Anzeigenkampagne des Bundeswirtschaftsministeriums  |  © BMWI

Es ist eine schicke Werbekampagne, die sich das Bundeswirtschaftsministerium ausgedacht hat. Das Motiv: Ein Kraftwerk im pastellfarbenem Abendrot, darauf prangt der Slogan "Kraftwerke? Ja bitte!"

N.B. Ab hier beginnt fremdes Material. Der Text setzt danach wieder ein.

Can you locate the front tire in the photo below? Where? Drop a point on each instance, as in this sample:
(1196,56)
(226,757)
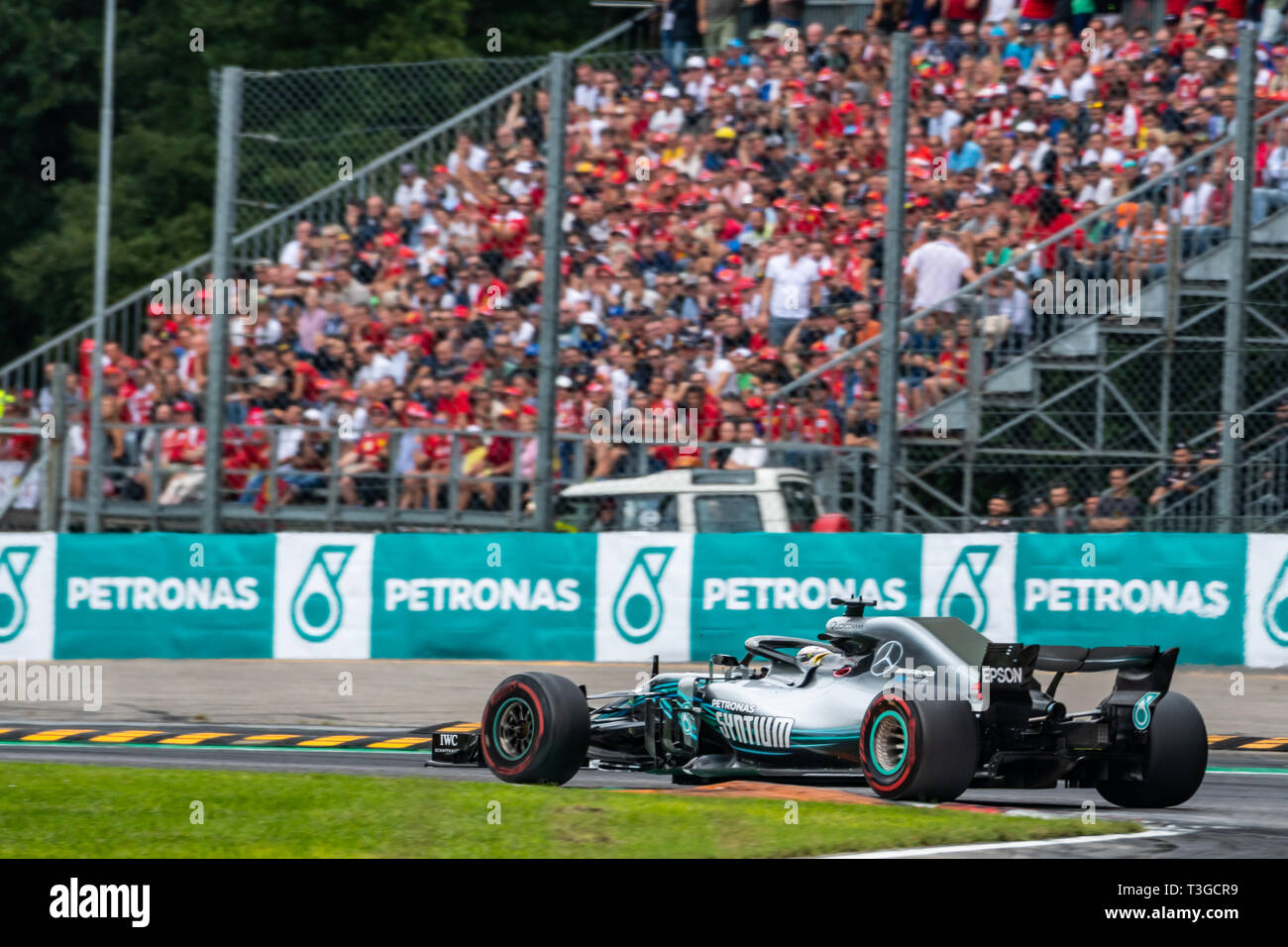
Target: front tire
(536,728)
(923,750)
(1175,758)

Seit Anfang Dezember wirbt Bundeswirtschaftsminister Philipp Rösler (FDP) für den Neubau von Kraftwerken, ausdrücklich auch für konventionelle, also für Braun-, Steinkohle- und Gaskraftwerke. Persönlich hat er Briefe verfasst und Unterstützer gesucht. Auch die Deutsche Umwelthilfe erhielt Post von ihm. "Wer für den vollständigen Verzicht auf Strom aus Kernenergie eintritt, kann nicht die Notwendigkeit neuer Kraftwerke und Netze bestreiten oder gar entsprechende Projekte bekämpfen", schrieb Rösler.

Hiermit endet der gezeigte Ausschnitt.